Since the collapse of the Soviet Union, Tajikistan has had a rapid and significant rise in seasonal migration, affecting all aspects of Tajik society. The majority of Tajik labor migrants travel for work to Russian Federation. It is believed, that up to 2,000,000 Tajik citizens live and work abroad, primarily in Russian Federation. Such levels of migration to Russia (high prevalence country) may result in increased numbers of HIV in Tajikistan.
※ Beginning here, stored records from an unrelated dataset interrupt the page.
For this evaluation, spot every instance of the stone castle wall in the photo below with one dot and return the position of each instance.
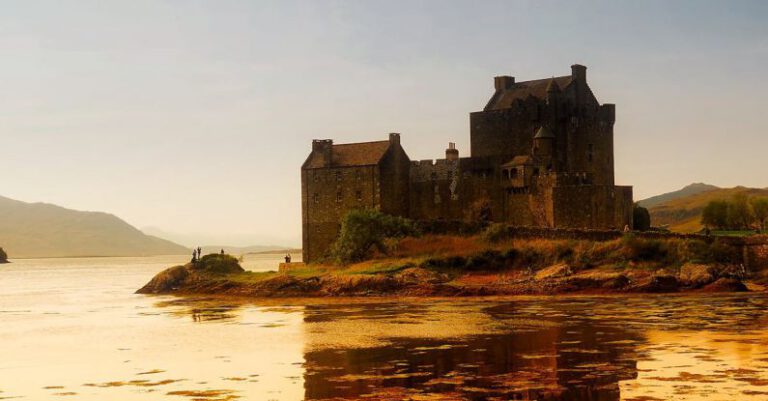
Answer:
(327, 194)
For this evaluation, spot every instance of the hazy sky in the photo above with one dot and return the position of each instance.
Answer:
(195, 116)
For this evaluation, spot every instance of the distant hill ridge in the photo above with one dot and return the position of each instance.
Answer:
(688, 190)
(681, 210)
(30, 230)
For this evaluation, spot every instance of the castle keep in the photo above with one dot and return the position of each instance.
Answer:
(541, 155)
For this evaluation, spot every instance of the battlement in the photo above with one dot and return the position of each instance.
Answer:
(541, 154)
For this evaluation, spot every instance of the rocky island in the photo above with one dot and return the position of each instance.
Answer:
(492, 262)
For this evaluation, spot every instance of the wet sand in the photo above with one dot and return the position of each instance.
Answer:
(72, 329)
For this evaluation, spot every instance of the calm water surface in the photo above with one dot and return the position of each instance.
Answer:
(73, 329)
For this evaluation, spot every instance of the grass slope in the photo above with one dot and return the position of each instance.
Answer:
(683, 213)
(43, 230)
(689, 190)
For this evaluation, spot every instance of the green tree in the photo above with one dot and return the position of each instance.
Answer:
(740, 212)
(715, 215)
(364, 229)
(641, 218)
(760, 210)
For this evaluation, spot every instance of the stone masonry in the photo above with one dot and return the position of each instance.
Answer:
(541, 155)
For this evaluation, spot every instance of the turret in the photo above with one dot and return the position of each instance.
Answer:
(553, 91)
(451, 153)
(543, 145)
(324, 148)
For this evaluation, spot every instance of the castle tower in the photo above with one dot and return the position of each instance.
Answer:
(553, 92)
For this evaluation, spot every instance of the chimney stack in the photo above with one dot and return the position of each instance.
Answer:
(579, 72)
(394, 138)
(503, 82)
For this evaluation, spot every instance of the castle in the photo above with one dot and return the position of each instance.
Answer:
(541, 155)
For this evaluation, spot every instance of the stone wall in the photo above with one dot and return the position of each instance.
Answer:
(327, 194)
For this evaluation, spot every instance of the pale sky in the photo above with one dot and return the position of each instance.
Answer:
(195, 116)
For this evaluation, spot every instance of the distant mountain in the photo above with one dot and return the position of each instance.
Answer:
(192, 240)
(29, 230)
(241, 250)
(681, 212)
(689, 190)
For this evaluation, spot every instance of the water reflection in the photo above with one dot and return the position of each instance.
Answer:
(554, 362)
(74, 328)
(577, 348)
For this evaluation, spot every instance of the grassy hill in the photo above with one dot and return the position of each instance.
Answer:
(681, 211)
(689, 190)
(44, 230)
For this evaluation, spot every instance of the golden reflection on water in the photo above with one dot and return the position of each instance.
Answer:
(75, 331)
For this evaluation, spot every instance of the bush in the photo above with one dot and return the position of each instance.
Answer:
(641, 218)
(495, 233)
(218, 263)
(364, 229)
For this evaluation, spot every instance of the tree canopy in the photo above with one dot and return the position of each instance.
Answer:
(364, 229)
(641, 218)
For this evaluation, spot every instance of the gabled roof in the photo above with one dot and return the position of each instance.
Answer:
(352, 154)
(522, 160)
(521, 90)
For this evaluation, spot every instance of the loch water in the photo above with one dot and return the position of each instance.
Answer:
(74, 329)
The population size estimate (PSE) of MSM in Tajikistan points at 13,400. HIV prevalence among MSM is 2% and it remained unchanged in the recent years. According to the most recent integrated biobehavioral survey (IBBS) among MSM (2017), sexual behavior of MSM bears significant risks for acquiring HIV and other STIs. Overall, 79% of respondents reported using condom during the last anal sexual intercourse and 16% of MSM mentioned having symptoms of STIs during the last year. Coverage of MSM with HIV testing remains low: only 39% of MSM reported having an HIV test within the last 12 months and having received the result.

Over the past 13 years, HIV prevention work has been implemented in Tajikistan with the support of GFATM; funding has also been available from US government and UN agencies. Prevention work is implemented with the involvement of civil society and NGOs. HIV prevention services, as well as care and support are accessible through the network of NGOs and at local AIDS centers. Provision of condoms and distribution of information materials were the services most frequently reported by MSM. Overall, 89% IBBS respondents mentioned receiving condoms within the last 12 months and knowing where to get an HIV test. The country concept note for 2018–2020 GFATM funding envisaged financial allocations to civil society organizations for increasing access and engagement of KPs in seeking prevention packages, linkage to care, adherence to treatment, decreasing stigma and discrimination, providing legal support services, etc. However, MSM are not defined as a key population in the National Program to Fight the Human Immunodeficiency Virus Epidemic in the Republic of Tajikistan for 2017–2020.

=== Famine and malnutrition ===
Tajikistan faces significant challenges in nutrition and food security, as outlined in the UN's 2024 Food Security and Nutrition Outlook for Europe and Central Asia. Chronic malnutrition continues to affect the country, with 13.1% of children under five suffering from stunting in 2022, and 9.9% from wasting, well above global targets. At the same time, childhood obesity has surged, with overweight children rising from 4.6% in 2000 to 21% in 2022. Agriculture, vital to the economy, is increasingly vulnerable to climate change and water scarcity. Despite reforms like the 2020 Water Code and planned watershed management by 2026, water management remains a critical issue. Additionally, women in agriculture face significant gender disparities, working largely informally without protections. These issues are compounded by broader regional challenges, such as food insecurity and rising obesity, urging the UN to advocate for integrated solutions addressing nutrition, climate adaptation, and water governance.